Apparently you chose the latter.
you kept singing the copa cabana and saying HAVE A BANANA to random people on the street. you also went up to this poor short guy and hugged him while proceeding to yell I LOVE YOU CHILD MAN into his face. please tell me you're sober now
It just sucks seeing everyone get flowers but me...
yeah, but they die. it takes a while, but they die. just like all of these kids relationships will. tequila doesnt die. its a live in the moment thing... like a valentines day one night stand. so long run, tequila is the better gift.
There's an Captain Planet marathon because of Earth Day. I can't NOT turn this into a drinking game.
just graduated on the spot on the quad where I vommed freshman year. full circle
i now officially have to be stoned in order to look like my passport when i go to a different country
didn't prepare for this snow storm at all. i only have like 6 beer and all my booty calls already went home for the holiday. this is bull.
He texts me "what are you wearing" in the middle of the workday, so naturally I assume he's kidding and respond "the blood of my enemies" #foreveralone
So my flight takes off at 8am. Does this mean I need to break my airport bar pre-flight ritual?
Aren't you the one who taught me that airports are the judgement-free drinking zone?
I swear she is the Mary Poppins of drugs
Are we going to go home and do it or do I have time to eat my nachos bell grande first?
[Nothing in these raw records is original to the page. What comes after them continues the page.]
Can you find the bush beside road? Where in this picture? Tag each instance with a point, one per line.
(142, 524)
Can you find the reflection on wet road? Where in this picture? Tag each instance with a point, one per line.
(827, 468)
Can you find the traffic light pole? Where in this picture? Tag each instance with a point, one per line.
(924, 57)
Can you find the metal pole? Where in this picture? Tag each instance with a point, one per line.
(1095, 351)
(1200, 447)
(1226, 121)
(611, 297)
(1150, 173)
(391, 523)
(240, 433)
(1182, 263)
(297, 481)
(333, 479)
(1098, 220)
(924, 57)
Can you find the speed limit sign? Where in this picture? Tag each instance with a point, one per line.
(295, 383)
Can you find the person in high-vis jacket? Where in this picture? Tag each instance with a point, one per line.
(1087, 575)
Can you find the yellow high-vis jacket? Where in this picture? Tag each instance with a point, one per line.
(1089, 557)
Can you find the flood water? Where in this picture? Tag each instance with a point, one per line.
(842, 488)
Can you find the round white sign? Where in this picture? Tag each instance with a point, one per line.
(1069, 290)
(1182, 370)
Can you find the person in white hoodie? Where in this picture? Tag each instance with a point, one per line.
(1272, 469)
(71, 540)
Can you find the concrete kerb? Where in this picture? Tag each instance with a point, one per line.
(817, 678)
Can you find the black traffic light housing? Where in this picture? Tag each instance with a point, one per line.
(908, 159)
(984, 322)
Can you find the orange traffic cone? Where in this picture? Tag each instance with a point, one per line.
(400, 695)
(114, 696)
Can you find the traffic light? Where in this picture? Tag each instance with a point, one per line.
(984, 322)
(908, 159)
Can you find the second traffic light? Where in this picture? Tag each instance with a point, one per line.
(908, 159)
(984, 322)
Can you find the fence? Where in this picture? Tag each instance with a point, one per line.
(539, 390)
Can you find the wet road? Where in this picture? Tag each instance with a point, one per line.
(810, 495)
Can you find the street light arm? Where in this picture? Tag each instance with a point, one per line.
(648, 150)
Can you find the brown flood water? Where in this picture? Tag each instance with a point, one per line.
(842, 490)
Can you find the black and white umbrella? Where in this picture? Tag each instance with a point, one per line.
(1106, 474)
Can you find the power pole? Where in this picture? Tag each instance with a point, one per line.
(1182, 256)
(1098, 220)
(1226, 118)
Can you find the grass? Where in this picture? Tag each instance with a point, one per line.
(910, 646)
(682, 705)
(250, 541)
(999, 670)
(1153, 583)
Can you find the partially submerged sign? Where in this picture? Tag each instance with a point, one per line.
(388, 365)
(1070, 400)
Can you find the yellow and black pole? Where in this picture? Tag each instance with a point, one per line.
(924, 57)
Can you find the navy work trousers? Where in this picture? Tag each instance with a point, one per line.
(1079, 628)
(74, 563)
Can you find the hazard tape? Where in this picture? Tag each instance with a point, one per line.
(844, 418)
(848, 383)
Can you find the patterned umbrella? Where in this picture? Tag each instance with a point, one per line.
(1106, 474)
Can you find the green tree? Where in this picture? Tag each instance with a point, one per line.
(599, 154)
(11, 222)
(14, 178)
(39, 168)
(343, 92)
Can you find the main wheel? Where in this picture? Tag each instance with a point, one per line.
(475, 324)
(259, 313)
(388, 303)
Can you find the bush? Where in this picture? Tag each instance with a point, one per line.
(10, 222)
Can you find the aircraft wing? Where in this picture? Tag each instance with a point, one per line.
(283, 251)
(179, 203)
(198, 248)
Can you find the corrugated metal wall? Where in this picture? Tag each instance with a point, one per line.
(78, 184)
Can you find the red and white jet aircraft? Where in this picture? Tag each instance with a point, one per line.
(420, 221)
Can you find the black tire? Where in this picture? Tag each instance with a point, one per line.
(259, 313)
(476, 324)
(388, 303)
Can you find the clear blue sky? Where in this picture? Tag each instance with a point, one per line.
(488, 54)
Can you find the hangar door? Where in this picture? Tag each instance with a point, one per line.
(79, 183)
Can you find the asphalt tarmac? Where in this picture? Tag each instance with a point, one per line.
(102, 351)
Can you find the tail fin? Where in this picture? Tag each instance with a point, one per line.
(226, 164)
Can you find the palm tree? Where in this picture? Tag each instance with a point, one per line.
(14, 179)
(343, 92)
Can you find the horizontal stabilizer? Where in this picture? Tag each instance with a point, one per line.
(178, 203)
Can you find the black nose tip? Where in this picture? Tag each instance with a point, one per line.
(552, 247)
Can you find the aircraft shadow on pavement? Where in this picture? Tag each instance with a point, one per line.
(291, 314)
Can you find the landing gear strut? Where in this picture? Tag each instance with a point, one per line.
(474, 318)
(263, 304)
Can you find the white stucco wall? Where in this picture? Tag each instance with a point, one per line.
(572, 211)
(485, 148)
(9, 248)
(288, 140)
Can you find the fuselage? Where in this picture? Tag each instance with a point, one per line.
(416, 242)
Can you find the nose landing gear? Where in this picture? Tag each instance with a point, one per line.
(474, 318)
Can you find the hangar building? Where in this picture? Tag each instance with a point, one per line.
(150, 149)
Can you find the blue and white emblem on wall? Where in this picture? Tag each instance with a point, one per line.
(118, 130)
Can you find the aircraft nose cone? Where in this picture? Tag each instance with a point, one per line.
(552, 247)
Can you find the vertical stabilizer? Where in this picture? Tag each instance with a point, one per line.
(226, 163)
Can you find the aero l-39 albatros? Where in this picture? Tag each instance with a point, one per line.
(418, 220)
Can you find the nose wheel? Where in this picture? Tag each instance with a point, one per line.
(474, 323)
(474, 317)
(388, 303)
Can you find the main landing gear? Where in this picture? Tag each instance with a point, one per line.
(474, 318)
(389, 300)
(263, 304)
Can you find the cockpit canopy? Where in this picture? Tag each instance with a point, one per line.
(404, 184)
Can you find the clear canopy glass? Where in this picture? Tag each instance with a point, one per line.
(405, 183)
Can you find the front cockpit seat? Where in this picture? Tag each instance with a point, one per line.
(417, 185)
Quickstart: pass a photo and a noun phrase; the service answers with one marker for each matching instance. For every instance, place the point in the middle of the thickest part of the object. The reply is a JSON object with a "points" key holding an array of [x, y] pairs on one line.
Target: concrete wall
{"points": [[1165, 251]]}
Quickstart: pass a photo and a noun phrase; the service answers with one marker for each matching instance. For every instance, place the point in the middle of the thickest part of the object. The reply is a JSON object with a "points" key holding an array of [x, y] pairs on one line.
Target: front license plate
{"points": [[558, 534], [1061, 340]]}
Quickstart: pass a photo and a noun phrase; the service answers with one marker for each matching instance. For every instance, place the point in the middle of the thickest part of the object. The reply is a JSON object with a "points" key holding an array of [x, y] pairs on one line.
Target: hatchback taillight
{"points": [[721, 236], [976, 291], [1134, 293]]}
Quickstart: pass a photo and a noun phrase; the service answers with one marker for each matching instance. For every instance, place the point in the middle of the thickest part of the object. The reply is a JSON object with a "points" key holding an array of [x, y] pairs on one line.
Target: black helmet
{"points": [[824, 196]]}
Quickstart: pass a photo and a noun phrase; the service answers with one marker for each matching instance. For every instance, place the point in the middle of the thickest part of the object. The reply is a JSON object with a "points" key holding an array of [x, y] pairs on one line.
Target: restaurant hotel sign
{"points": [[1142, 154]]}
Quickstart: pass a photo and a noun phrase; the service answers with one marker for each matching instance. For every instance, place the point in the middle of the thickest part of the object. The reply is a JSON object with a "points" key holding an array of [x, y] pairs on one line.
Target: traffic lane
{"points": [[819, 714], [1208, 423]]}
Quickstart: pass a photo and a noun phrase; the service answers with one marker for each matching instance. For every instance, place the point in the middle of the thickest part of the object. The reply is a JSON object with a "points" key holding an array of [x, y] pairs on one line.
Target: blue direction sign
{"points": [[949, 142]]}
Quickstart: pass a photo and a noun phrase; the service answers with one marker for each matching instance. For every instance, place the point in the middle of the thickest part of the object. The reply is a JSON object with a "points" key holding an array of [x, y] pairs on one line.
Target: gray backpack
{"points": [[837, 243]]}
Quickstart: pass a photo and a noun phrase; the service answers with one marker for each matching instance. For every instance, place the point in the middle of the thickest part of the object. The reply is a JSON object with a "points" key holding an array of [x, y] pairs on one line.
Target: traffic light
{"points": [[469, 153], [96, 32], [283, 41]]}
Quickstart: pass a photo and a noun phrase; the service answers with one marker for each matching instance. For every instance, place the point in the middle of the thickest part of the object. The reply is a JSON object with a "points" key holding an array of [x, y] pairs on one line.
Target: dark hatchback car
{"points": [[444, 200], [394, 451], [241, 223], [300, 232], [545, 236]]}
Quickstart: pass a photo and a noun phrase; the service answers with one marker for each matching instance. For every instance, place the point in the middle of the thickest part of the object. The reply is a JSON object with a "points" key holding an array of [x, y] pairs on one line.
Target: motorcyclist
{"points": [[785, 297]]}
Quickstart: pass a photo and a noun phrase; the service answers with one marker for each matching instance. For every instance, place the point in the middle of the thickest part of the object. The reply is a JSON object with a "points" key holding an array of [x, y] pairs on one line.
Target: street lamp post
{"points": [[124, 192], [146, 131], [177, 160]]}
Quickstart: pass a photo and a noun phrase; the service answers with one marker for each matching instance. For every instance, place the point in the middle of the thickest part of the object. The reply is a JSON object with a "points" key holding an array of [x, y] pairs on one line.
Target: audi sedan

Ehh, the third backed out. Two still isn't bad. Who gets a bootycall to pick them up from a bootycall's house anyways? Only me.
The guy I blew who bought us all the shots last night? I really think he's the TV guy I'm watching give the local weather. Like right now.
It's official. My little brother has had more sex in my car than I have. I'm still tied with my little sister. I hate everybody.